In the late '40s, Lester Woodie began the high-profile job of playing with the Stanley Brothers. It was nothing but the early days of bluegrass, and Woodie was just barely the legal age of 18. He had secured this pick of picking positions through the efforts of his mentor, George Shuffler, a childhood friend who wound up playing bass with the Stanley Brothers. It was Shuffler who, at the age of ten, had taught Woodie the facts of life -- in other words, how to pick a guitar. This turned out to be good advice when their father bought both Lester and his brother Lloyd Woodie brand-spanking new Harmony guitars, instead of the bicycles that the brothers had asked for. A brother duet was soon going strong in the family, although ironically it was Lester Woodie who was the most shy, sometimes intentionally busting strings so he wouldn't have to perform for company. A family handyman named Zenie Page was the fellow who introduced the boys to the fiddle, even allowing them to enter his inner sanctum, an old shack in back of his house which he reserved for noisy asthma attacks and/or fiddling, either of which apparently bothered his wife to no end.
The first music that Lester Woodie attempted was in the style of the cowboy singing group the Sons of the Pioneers, but it wasn't long before the influence of Bill and Charlie Monroe began to creep in. Woodie also credits the influence of some of the acts he saw performing locally, such as the comic old-time duo Johnny & Jack or the Louvin Brothers, the latter group making a big impact on his concept of harmony singing. Woodie got into a band called the Melody Mountain Boys, playing a combination of bluegrass and country music, with a player named Curly Williams on steel guitar. This group made so little money, and times got so tight, that Woodie claimed he didn't have the funds to re-hair his bow, so had to play fiddle with a wire coat hanger. "You can imagine what that sounded like," he said in an interview. Fans of avant-garde violinists such as Polly Bradfield don't have to imagine. Eventually the group became more professional, bows were re-haired and other repairs made, and opportunities to broadcast came along, on North Carolina stations such as WHKY and WIRC. A fiddler named Perry Duncan, who went by the stage name of Carolina Slim, joined the group and the resulting twin-fiddle sound was both a smash and another important musical influence on Woodie. For about five years, the two fiddlers played together, working away from the previously established twin-fiddle sound of old-time bands and trying to get something more modern going.
The jump to the Stanley Brothers was a good bit of timing, since the group had just signed a recording contract with Columbia Records. He got to play plenty of fiddle and began singing bass harmonies as well, but that was by no means the end of his responsibilities. He also was the stage clown, coming on at one point dressed in a Raggedy Ann outfit, with old clothes and wide tie. Learning to play at the tempos the Stanley Brothers liked was obviously a physical challenge for Woodie, but the stage theatrics seem, in retrospect, like much more of a threat. Woodie was required to stand still -- like a wooden statue, no less -- while another member of the group knocked cigarettes out of the fiddler's mouth with a bullwhip. At any rate, Woodie lived through these experiences and wound up recording on most of the Stanley Brothers' most famous Columbia sides, including the immortal "Man of Constant Sorrow." The draft and the Korean War, in that order, took Woodie out of the bluegrass line of fire, although he never stopped playing during his service days, apparently coming upon practicing bluegrass bands in every barracks. Like many players in his genre, he found it a changed world in terms of the music scene when he finished the service.

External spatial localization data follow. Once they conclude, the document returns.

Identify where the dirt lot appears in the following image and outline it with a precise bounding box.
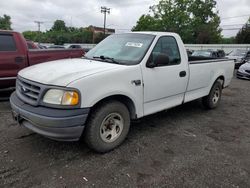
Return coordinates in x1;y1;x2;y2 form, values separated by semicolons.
0;76;250;188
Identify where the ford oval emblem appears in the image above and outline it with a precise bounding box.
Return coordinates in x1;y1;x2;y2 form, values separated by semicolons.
21;86;28;93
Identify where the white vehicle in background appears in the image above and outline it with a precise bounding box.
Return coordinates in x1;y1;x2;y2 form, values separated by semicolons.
191;50;219;58
10;32;234;152
237;62;250;80
66;44;83;49
226;49;248;69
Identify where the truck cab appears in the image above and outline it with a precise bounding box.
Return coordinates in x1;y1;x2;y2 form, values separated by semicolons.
0;31;29;90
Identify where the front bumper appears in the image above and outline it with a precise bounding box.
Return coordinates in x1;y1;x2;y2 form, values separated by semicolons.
236;71;250;80
10;92;90;141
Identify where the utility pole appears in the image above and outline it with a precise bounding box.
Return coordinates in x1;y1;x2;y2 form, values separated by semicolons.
101;6;110;36
34;21;44;32
34;21;44;44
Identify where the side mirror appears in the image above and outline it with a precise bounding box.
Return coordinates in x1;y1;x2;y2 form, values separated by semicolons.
146;54;155;68
155;53;170;67
146;53;170;68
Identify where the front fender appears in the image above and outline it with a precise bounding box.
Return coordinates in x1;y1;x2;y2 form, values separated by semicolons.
68;65;144;118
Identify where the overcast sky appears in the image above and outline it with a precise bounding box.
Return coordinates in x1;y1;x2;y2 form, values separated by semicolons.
0;0;249;38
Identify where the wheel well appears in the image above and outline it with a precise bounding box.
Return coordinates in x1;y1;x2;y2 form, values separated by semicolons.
91;95;137;119
217;76;225;88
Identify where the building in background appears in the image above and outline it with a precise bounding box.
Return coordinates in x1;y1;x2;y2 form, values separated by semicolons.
88;25;115;35
87;25;115;43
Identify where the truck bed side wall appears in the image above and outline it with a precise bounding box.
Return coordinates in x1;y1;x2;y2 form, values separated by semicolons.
27;49;84;66
184;60;234;103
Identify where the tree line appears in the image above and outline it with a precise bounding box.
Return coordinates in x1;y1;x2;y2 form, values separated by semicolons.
132;0;250;44
23;20;105;44
1;0;250;45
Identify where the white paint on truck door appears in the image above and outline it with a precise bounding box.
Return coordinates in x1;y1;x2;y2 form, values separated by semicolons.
142;36;189;116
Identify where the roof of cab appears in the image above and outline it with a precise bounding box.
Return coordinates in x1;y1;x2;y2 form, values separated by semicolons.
0;30;19;34
125;31;180;38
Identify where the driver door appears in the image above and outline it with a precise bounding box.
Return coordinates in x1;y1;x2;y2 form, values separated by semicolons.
142;36;189;116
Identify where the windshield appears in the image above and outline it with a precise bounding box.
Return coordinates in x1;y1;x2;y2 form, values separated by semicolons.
192;50;212;57
85;33;155;65
228;49;247;57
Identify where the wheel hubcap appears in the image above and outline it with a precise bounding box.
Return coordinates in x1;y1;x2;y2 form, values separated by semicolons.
100;113;124;143
212;87;220;104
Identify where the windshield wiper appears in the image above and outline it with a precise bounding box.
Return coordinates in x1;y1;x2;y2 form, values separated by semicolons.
93;55;121;64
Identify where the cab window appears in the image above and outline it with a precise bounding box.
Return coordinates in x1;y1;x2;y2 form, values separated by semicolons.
0;34;17;51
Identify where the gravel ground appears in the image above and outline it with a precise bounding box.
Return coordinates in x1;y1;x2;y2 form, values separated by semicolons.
0;76;250;188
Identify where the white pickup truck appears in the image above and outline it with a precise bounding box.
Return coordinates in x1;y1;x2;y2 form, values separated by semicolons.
10;32;234;152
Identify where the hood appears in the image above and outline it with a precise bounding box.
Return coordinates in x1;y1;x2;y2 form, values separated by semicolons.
19;58;121;86
239;62;250;71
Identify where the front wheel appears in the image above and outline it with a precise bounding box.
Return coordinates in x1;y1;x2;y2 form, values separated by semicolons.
202;80;222;109
84;101;130;153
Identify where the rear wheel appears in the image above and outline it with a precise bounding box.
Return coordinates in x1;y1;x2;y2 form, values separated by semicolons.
84;101;130;153
202;80;222;109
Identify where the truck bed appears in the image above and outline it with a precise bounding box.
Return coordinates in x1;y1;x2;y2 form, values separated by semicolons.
185;57;234;103
28;49;84;66
188;56;227;62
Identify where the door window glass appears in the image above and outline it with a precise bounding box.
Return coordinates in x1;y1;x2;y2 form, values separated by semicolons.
150;36;181;66
0;34;17;51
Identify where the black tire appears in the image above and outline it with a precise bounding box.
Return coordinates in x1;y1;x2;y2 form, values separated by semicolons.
202;80;222;109
84;101;130;153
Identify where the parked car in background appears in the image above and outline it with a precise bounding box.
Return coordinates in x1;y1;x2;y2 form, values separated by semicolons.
66;45;92;52
226;49;248;69
238;50;250;66
186;49;193;57
217;50;226;58
191;50;218;58
82;47;91;53
237;61;250;80
207;49;226;58
37;44;47;49
26;40;39;49
67;44;83;49
48;45;65;49
0;30;85;91
10;32;234;152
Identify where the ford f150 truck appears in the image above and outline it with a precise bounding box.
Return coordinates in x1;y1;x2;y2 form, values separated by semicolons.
10;32;234;152
0;30;85;91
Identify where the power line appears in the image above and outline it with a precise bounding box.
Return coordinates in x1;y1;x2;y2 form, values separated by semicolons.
101;6;111;35
112;0;156;6
115;28;132;30
221;14;250;20
220;24;245;27
222;28;242;30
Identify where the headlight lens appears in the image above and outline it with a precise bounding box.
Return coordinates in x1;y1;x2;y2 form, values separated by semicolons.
43;89;79;106
62;91;79;105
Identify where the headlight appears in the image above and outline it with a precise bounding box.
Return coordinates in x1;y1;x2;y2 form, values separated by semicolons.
43;89;79;106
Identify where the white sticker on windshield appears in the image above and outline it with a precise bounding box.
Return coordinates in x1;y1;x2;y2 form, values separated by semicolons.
125;42;143;48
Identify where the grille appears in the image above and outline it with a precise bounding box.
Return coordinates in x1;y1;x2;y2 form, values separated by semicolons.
16;77;41;106
246;70;250;74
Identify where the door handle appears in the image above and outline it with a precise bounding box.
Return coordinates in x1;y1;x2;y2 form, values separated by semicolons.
15;56;24;64
131;80;142;86
179;71;186;77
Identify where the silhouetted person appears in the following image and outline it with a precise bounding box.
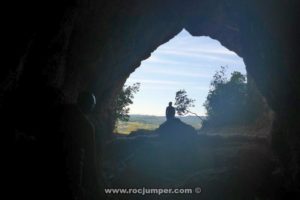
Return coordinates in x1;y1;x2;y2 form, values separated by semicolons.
59;91;100;200
166;101;175;121
77;91;96;114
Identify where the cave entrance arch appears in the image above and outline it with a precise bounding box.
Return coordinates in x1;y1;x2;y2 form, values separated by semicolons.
117;29;249;134
8;0;300;198
103;29;273;198
82;1;298;193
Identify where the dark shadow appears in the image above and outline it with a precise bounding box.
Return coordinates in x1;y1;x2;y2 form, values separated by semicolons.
103;105;277;200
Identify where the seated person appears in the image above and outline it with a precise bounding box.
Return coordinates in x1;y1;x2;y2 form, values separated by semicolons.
166;102;175;121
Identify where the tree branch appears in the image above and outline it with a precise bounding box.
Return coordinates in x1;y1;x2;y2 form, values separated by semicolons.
187;110;203;121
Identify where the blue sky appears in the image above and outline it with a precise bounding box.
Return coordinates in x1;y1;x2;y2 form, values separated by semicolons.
125;29;246;116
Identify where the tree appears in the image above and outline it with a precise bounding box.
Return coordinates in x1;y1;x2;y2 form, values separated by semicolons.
113;82;140;123
203;67;248;127
174;89;202;120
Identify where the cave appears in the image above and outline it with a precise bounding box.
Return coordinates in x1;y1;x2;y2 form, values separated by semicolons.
5;0;300;199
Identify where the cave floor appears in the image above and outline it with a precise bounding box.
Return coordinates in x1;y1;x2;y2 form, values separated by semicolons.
102;134;278;200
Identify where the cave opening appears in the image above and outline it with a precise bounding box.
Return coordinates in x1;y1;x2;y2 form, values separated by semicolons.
114;29;261;135
103;29;274;198
8;0;300;199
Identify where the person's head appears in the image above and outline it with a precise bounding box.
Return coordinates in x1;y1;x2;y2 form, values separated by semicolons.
77;91;96;114
169;102;172;106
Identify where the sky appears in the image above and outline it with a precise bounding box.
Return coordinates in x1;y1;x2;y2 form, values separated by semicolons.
125;29;246;116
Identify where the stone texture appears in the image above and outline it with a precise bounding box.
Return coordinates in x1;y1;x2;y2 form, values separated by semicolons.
4;0;300;198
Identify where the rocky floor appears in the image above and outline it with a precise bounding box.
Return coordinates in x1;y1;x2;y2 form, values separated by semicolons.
101;120;282;199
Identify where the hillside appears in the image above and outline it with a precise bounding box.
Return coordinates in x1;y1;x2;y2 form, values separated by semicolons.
116;114;204;134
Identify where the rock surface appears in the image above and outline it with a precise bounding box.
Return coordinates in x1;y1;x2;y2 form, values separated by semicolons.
3;0;300;198
104;128;276;200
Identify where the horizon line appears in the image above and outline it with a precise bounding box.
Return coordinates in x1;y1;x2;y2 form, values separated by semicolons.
129;114;206;117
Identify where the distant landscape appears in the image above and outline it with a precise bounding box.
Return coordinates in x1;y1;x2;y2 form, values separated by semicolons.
116;114;203;134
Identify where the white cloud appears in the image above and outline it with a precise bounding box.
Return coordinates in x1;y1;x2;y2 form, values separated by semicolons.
126;78;203;89
149;29;243;64
140;68;212;78
190;86;210;91
126;78;180;85
157;48;240;63
140;86;179;90
144;56;181;65
160;46;236;56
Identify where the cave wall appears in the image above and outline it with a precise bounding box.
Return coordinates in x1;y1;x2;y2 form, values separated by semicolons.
4;0;300;198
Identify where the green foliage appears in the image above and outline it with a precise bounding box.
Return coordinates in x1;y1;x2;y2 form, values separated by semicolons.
174;89;203;121
174;89;195;116
203;67;251;127
113;83;140;122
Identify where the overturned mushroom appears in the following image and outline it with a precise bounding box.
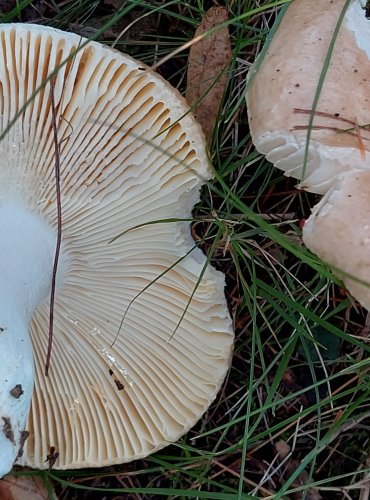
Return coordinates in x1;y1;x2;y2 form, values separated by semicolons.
0;24;233;475
246;0;370;309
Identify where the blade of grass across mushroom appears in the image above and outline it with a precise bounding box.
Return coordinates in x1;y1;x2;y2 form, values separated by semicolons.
109;244;197;348
0;2;152;387
298;0;353;181
90;61;234;347
1;2;150;380
100;115;218;344
0;0;144;145
109;214;227;347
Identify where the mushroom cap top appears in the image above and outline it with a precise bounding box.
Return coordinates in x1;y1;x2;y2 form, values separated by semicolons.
0;24;234;469
246;0;370;194
302;170;370;310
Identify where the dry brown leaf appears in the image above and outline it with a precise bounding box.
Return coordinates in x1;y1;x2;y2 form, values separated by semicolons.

Winding up back in his native Valdese, NC, he drifted around the Appalachian regions before getting into a new band with Curly Lambert and the husband-and-wife team of Bill & Mary Reid. Columbia became interested in this group and again Woodie was cutting for the big guys. Despite a busy schedule of live shows, and radio and television appearances, the fiddler started taking courses in business school. For the next few years he would continue to play bluegrass, but always as an adjunct to another job, and never anything too stimulating at that. For example, he was employed in a Roanoke dime store for four years. He got involved in doing his own radio shows through the bandleader Bill Jefferson, and made his debut as a disc jockey on station WKDE in Altavista, VA. Woodie worked up to become manager of the station, and also began playing bluegrass with a vengeance in his later years, working with artists such as Stan Dudley, Roby Huffman, and Charlie Moore. He also, better late than never, finally cut his first album under his own name, More Pickin' -- Les Singing!